Cytotoxic T cell differentiation is guided by epigenome adaptations, but how epigenetic mechanisms control lymphocyte development has not been well defined. Here we show that the histone methyltransferase DOT1L, which marks the nucleosome core on active genes, safeguards normal differentiation of CD8⁺ T cells. T cell-specific ablation of Dot1L resulted in loss of naïve CD8⁺ T cells and premature differentiation toward a memory-like state, independent of antigen exposure and in a cell-intrinsic manner. Mechanistically, DOT1L controlled CD8⁺ T cell differentiation by ensuring normal T cell receptor density and signaling. DOT1L also maintained epigenetic identity, in part by indirectly supporting the repression of developmentally regulated genes. Finally, deletion of Dot1L in T cells resulted in an impaired immune response. Through our study, DOT1L is emerging as a central player in physiology of CD8⁺ T cells, acting as a barrier to prevent premature differentiation and controlling epigenetic integrity.
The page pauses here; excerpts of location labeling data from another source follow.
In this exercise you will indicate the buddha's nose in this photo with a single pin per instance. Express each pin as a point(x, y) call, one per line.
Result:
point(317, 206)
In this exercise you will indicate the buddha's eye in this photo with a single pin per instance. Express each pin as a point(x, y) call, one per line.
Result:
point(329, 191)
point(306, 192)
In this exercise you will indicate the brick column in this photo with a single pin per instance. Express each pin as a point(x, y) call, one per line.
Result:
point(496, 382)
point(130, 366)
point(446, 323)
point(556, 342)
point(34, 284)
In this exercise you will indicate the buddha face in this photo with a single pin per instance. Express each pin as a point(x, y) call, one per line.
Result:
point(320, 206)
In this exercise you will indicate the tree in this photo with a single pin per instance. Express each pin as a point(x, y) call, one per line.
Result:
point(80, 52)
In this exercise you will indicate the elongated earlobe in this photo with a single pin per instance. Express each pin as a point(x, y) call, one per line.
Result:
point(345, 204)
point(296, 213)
细胞毒性T细胞的分化受表观基因组适应性的指导，但是表观遗传机制如何控制淋巴细胞的发育尚不清楚。在这里，我们显示了组蛋白甲基转移酶DOT1L，它标记了活性基因上的核小体核心，可以保护CD8 ⁺ T细胞的正常分化。Dot1L的T细胞特异性消融导致幼稚的CD8 ⁺ T细胞丢失，并朝着记忆样状态过早分化，而与抗原暴露无关，并且以细胞内在方式进行。从机械上讲，DOT1L控制CD8 ⁺通过确保正常的T细胞受体密度和信号传导来实现T细胞分化。DOT1L还保持了表观遗传特性，部分是通过间接支持对发育调控基因的抑制。最后，T细胞中Dot1L的缺失导致免疫反应受损。通过我们的研究，DOT1L逐渐成为CD8 ⁺ T细胞生理学的核心参与者，可作为防止过早分化和控制表观遗传完整性的障碍。